Everybody needs me time
Birchbox's partnership with an established brick-and-mortar retailer also gives it more time to do some soul-searching on what Birchbox means to customers, and the evidence of that journey is already apparent.
A year ago, Birchbox revamped its website experience, and in the past month or so, the brand has made additional changes to what kind of stories it wants to be telling. June saw the launch of a new campaign centered around "you time," which urges self-love and encourages customers to take time to focus on themselves, and also a rebrand of the company's Birchbox Man business to Birchbox Grooming.
"I think we understood that it's a pretty polarizing thing to have a brand that has such a strong, gender-normative name."
Katia Beauchamp
Co-founder and CEO of Birchbox
The latter had been on the table for a while, according to Beauchamp, and was the result of a couple bad decisions on naming the business.

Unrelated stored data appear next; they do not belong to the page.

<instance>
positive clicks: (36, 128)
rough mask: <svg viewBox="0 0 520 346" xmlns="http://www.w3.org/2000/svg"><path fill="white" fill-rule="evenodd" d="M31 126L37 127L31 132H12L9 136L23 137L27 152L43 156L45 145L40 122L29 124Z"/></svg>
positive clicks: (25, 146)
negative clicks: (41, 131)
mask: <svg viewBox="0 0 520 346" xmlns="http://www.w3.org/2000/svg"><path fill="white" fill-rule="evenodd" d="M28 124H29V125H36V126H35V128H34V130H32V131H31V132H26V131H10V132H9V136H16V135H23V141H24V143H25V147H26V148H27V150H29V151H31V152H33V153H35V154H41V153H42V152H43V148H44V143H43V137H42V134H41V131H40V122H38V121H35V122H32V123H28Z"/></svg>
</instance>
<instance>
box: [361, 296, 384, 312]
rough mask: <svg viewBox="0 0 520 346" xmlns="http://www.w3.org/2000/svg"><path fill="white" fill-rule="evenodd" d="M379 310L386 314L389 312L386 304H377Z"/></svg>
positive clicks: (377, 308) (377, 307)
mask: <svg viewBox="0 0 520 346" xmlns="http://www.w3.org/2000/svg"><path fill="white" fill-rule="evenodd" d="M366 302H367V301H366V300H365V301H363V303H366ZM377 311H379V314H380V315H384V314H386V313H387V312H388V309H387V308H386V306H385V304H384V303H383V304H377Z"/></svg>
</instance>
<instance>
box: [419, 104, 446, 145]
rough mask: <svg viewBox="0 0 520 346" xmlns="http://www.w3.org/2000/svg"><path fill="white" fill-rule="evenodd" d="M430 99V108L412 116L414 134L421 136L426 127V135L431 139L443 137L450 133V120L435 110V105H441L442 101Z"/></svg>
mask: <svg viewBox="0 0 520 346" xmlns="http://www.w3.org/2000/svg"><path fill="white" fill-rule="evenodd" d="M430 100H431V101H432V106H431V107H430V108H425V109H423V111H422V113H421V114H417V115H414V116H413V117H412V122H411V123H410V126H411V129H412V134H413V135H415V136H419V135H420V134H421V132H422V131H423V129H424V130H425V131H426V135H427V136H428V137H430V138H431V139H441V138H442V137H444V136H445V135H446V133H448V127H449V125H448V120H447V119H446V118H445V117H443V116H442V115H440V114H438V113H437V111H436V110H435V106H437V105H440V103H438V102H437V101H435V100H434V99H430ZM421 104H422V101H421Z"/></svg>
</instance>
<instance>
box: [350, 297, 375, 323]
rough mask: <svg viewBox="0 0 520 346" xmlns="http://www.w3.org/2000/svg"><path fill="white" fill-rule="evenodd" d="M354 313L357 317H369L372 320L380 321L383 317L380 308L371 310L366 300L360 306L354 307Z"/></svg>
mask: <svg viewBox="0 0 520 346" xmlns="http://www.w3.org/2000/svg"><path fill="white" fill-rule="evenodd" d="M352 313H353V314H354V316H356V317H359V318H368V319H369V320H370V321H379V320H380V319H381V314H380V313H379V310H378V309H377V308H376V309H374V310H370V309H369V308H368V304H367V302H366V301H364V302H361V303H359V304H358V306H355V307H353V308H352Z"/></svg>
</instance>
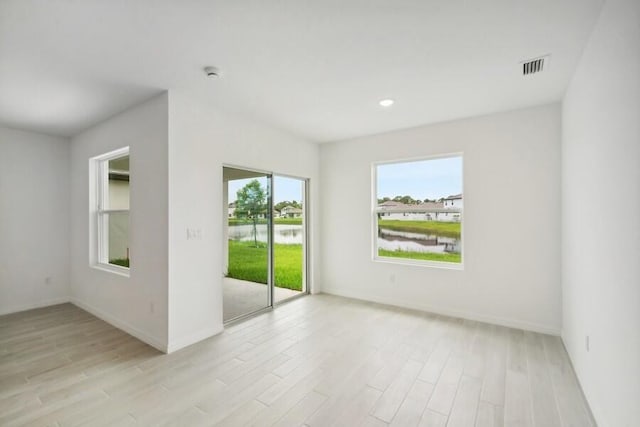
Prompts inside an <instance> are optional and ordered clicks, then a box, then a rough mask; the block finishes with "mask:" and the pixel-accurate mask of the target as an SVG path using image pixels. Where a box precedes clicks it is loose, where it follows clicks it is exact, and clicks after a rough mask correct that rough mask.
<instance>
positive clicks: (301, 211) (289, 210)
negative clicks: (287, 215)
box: [280, 206, 302, 213]
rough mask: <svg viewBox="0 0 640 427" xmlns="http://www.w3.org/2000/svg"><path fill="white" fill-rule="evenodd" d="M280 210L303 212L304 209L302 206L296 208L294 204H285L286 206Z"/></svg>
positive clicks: (286, 212)
mask: <svg viewBox="0 0 640 427" xmlns="http://www.w3.org/2000/svg"><path fill="white" fill-rule="evenodd" d="M280 212H286V213H302V209H300V208H295V207H293V206H285V207H284V208H282V209H280Z"/></svg>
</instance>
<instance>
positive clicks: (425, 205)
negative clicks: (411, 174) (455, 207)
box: [378, 202, 461, 213]
mask: <svg viewBox="0 0 640 427" xmlns="http://www.w3.org/2000/svg"><path fill="white" fill-rule="evenodd" d="M385 203H386V202H385ZM378 212H398V213H399V212H406V213H445V212H447V213H460V212H461V210H460V209H459V208H445V207H444V203H442V202H426V203H420V204H417V205H407V204H405V203H398V202H396V204H394V205H385V204H384V203H381V204H379V205H378Z"/></svg>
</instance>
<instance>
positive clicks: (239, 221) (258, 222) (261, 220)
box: [228, 218, 302, 227]
mask: <svg viewBox="0 0 640 427" xmlns="http://www.w3.org/2000/svg"><path fill="white" fill-rule="evenodd" d="M266 223H267V220H266V219H259V220H258V224H266ZM273 223H274V224H286V225H302V218H274V220H273ZM228 224H229V226H230V227H233V226H234V225H250V224H253V221H251V220H250V219H239V218H229V222H228Z"/></svg>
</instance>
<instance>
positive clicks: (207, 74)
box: [204, 66, 220, 77]
mask: <svg viewBox="0 0 640 427" xmlns="http://www.w3.org/2000/svg"><path fill="white" fill-rule="evenodd" d="M204 72H205V73H206V75H207V77H220V69H219V68H218V67H213V66H208V67H204Z"/></svg>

"I think we understood that it's a pretty polarizing thing to have a brand that has such a strong, gender-normative name," Beauchamp said. "The way we came out with Birchbox Grooming, then Man, in the early days was we just called it Birchbox — and that didn't really work, either. So I think we made a move that wasn't the best … and then just decided that it was time, that it was tired, that there was no reason why we couldn't just pull the name and change it."
The gender-neutral name better reflects the brand's values, Beauchamp said, noting that there was "no reason" either beauty or grooming had to be gender normative.
"It isn't something that we want to project," she said.
And while self-care is already well-established in beauty, Beauchamp sees room to grow in the grooming side of things, which has been somewhat ignored in the past.
"It hadn't been considered as needing it to be a very different user experience and explored with all of the nuance of what that is," Beauchamp said. "Not just like: 'Oh, if it washes your hair, your body and everything, then: Perfect, that's what that customer wants.'"
The "you time" campaign was another push toward a more inclusive brand message — a call for consumers to love themselves and their daily me time. The video shows customers of all types going through their daily routines or pampering themselves, and is aimed at showing that no matter how they get ready or what products they use, everyone deserves to have some personal care time.
Birchbox is hoping to improve that personal care time with the samples it sends every month, with the goal that consumers can spend less time searching for products to try and more time discovering ones they like. The goal is to fit right in during whatever period of time a customer already dedicates to beauty or grooming — that's what Beauchamp sees as the company's sweet spot.
"You have a right as a consumer to enjoy this," Beauchamp said. "That's what Birchbox is here to facilitate is enjoying it, even if you spend 10 minutes a day getting ready. Or if you have time, sometimes even 30 minutes, having a little fun, feeling smart, feeling confident, feeling beautiful — all of those things. We can do the hard work of that, and you can consume better."